Los estudiantes

9 Abr

En los últimos días un nuevo aire recorre los pasillos de muchas universidades mexicanas públicas y privadas. No sabemos a dónde se conduce, pero es de celebrarse que este viento genere preguntas e invite a discusiones.

Como nunca en los últimos 40 años, cientos de grupos se organizan, se montan en Facebook, en Twitter y abren blogs, se reúnen, generan convocatorias. Sin embargo, antes de celebrar el hecho habrá que preguntarnos cuántos de estos esfuerzos asumen un discurso humanista, multidisciplinario y creativo y cuántos optan, naturalmente, por la retórica del miedo.

Percibo una resistencia casi general de estos grupos a parecer insumisos. Temen protestar por el castigo social más que por una eventual represión policiaca. El desprestigio de la protesta se ha venido agravando mientras más tensa es la cuerda entre ciudadanía y gobierno, entre patrones y empleados, entre curas y feligreses. El éxito de esta manipulación ideológica es cuando la gente siente culpa por quejarse organizadamente.

Al rechazar la protesta como un medio de participación legítimo, muchos estudiantes se han volcado hacia un discurso “propositivo”. En esto veo yo algunas incongruencias que quiero compartir con el ánimo de sumarme al debate. La primera es que mientras no existan recursos de democracia participativa como el referéndum o la iniciativa popular, las propuestas no son vinculantes. No podemos ignorar que el Estado ha roto el contrato con la ciudadanía. Hacernos los olvidadizos y llegar con una cartera de propuestas bajo el brazo es un pecado de ingenuidad.

Pero el problema más grave es que a la política mexicana no le hacen falta reformas, sino una real transformación. Mientras algunos creen que cambiando algunas piezas el mecanismo funcionará mejor, otros están convencidos de que hay que realizar una verdadera renovación de la lógica y los fines del aparato entero: una nueva Constitución.

Como está el sistema político mexicano es capaz de corromper a toda persona decente que ingrese a sus laberintos. No es un problema de honradez, sino de estructura. Es un error pensar que las mafias al interior de la política se eliminarían enviando “gente buena”. En el colmo de la inocencia o de la ambición está pensar que lo que le hace falta a México “es un joven como yo”. Cada año cientos de chicos inician grupos políticos con el propósito de ser invitados a las filas de los partidos.

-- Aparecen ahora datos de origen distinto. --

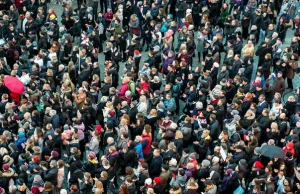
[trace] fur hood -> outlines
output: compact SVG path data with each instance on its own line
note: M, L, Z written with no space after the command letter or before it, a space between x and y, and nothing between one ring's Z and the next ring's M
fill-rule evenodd
M174 191L173 189L170 190L170 194L182 194L181 189L179 188L178 190Z
M198 184L195 183L194 186L188 184L188 185L186 186L186 189L187 189L187 190L189 190L189 189L192 189L192 190L198 189Z
M7 171L2 172L2 176L5 178L11 178L15 174L15 171L12 168L9 168Z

Desde la acera opuesta los vemos entrar al edificio del partido. Los primeros días entran juguetones, como cachorros. Van a cambiar al mundo, lo tienen decidido. Pero semana a semana vemos cómo el ánimo decae. Algo les pasa en el camino, se vuelven intolerantes, impositivos, rapaces. Realizan su primer rito de iniciación al sistema cuando hacen algún favor extraoficial al jefe. Demostrado su carácter dan un paso hacia adentro. Se sienten los muy fregones.

El incipiente movimiento estudiantil puede terminar formando parte de lo que ahora critica. Ése es el peligro más inminente. Por eso es importante que los grupos que hoy nacen se cuestionen sesudamente qué principios los rigen en lo personal y en lo colectivo. Si lo que desean en realidad es beneficiarse del monopolio del poder, entonces formarán parte de esa generación de juniors sobrados de sí mismos, que ignoran casi todo excepto su peinado.

Matar o morir por dinero o por poder son los síntomas más agudos de un Estado agonizante, saqueado por políticos y abusado por poderosos. En estas condiciones es difícil presentar una solución absoluta a un problema tan extendido y enraizado. Por eso no debemos endosar a los estudiantes una responsabilidad de todos.

El mejor mensaje que pueden liberar los estudiantes a la sociedad es que es posible organizarse desde la horizontalidad, dialogar desde el respeto y la tolerancia y consensuar con humildad e inteligencia. Eso daría señales verdaderas de que esta generación heredará un México mejor a quienes hoy son niños y niñas.